Ode to Peace.

Weekly Magazine or Edinburgh Amusement 41 (26 August 1778) 207.


An allegorical ode in ten short-lined Spenserians, signed "M—, 19th August, 1778." The model is Thomas Gray's Hymn to Adversity, though the poet also takes phrases from William Collins's Odes. The occasion would seem to be the American conflict, though the reference is oblique. This poet had been a contributor to the Weekly Magazine for almost a decade.

From fields of light above the skies,
Where soft the gentle breezes blow;
And songs of grateful triumph rise,
And endless tides of rapture flow:
From regions of eternal day,
Descend, sweet nymph! and tune the lay;
With thy mild voice each tender passion move,
And wake the languid soul to harmony and love.

Come, with the graces in thy train,
In robes of mild refulgence drest;
Resume thy long-forgotten reign,
And soothe my weary mind to rest;
Press'd by the hand of anxious care,
To thee I raise the ardent pray'r;
On thee with soft complaining voice I call,
When heavy on my heart afflictive sources fall.

Oft have I in the ev'ning hour,
When silence listen'd to thy trade,
And nature own'd thy magic pow'r
Thro' the deep forest's thick'ning shade;
By fancy's mazy steps beguil'd,
Oft have I sought thee wand'ring wild,
In upland lawn, or through the woody scene,
Where melancholy holds her sweet, but awful reign.

Or, all along yon winding stream,
That murm'ring thro' the waving reeds,
Reflects pale Cynthia's silver gleam
Soft glittering o'er the dewy meads;
Restless the devious path I've trod
That lonely leads to thine abode,
To catch the whispers of thy falling voice,
That lift the raptur'd mind to high celestial joys.

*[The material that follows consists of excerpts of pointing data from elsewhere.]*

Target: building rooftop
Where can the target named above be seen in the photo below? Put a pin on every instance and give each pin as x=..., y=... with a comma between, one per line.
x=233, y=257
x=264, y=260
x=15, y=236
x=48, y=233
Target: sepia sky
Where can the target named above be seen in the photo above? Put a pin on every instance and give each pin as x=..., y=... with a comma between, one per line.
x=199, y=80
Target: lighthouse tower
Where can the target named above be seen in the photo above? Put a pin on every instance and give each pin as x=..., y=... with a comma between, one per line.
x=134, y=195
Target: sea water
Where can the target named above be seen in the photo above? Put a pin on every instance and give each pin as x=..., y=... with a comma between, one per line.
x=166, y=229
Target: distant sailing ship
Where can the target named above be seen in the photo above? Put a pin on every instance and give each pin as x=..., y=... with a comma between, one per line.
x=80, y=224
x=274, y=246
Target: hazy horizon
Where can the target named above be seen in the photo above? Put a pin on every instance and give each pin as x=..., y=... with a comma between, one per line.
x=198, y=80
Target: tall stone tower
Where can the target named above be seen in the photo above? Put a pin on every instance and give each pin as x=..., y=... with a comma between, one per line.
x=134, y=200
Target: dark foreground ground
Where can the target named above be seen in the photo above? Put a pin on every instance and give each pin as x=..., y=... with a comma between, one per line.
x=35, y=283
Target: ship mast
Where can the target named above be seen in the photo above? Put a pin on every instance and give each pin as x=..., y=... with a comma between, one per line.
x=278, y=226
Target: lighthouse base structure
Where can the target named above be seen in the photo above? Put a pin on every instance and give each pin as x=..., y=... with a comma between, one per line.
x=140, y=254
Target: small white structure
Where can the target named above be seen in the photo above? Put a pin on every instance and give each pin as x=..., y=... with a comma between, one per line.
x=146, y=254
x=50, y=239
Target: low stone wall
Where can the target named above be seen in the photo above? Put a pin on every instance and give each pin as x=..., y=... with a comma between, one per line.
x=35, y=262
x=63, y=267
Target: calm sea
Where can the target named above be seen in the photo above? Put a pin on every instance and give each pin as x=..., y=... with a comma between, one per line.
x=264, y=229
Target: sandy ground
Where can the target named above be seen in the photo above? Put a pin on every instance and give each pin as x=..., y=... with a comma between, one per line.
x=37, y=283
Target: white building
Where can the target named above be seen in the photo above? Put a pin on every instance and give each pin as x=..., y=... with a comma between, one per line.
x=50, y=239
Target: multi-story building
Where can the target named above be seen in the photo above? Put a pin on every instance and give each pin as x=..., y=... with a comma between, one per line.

But sought in vain — still o'er my soul,
By tragic fear, by sorrow torn,
The billows of distraction roll,
And leave me wretched and forlorn:
In vain — while anguish wounds the heart,
And shakes pale doubt her trembling dart,
In vain to thee I turn my eager eye,
And from destructive wars ensanguin'd horrors fly.

But see! wide spreading to the view
The awful blast, the gathering storm,
In sable robes of wint'ry hue,
All nature's peaceful scenes deform!
The tempest hides the face of day,
And vivid gleams of light'ning play;
While all around dark clouds of sorrow rise,
That sweep the desart vast, and rend the troubled skies.

Ah! why this elemental strife,
This wav'ring scene of inward woe,
That glooms the various scenes of life,
And sinks my falling spirits low?
Shall erring passions vex the mind,
For endless scenes of joy design'd?
Shall guilt and wild despair in horror frown,
Blast ev'ry tender hope, and pour their vengeance down?

Yet oft attention to the cry,
The weary cry of deep distress,
The goddess of the gentle eye
With smiling hope descends to bless:
Array'd in ev'ry winning charm,
Calms with her word the angry storm;
Stills the rough surges, and the whirlwind's roar,
And bids the raging tempest idly vex no more.

Come to my breast, angelic power!
Be thou my guardian and my friend;
O kindly chear each lonely hour
And all my wand'ring steps attend!
And when afflictions raise the sigh
Still be thy healing comforts nigh;
Still may thy hand my feeble steps renew,
Thro' life's perplexing road my journey to pursue.

And when to shut this peaceful scene
Kind death shall other worlds disclose,
In mild composure smile serene,
And gently waft to calm repose:
Thro' all the horrors of the tomb,
Bear me, a stranger, to thy home;
To fields of light my wand'ring soul convey,
Where bloom thy perfect joys and shines eternal day.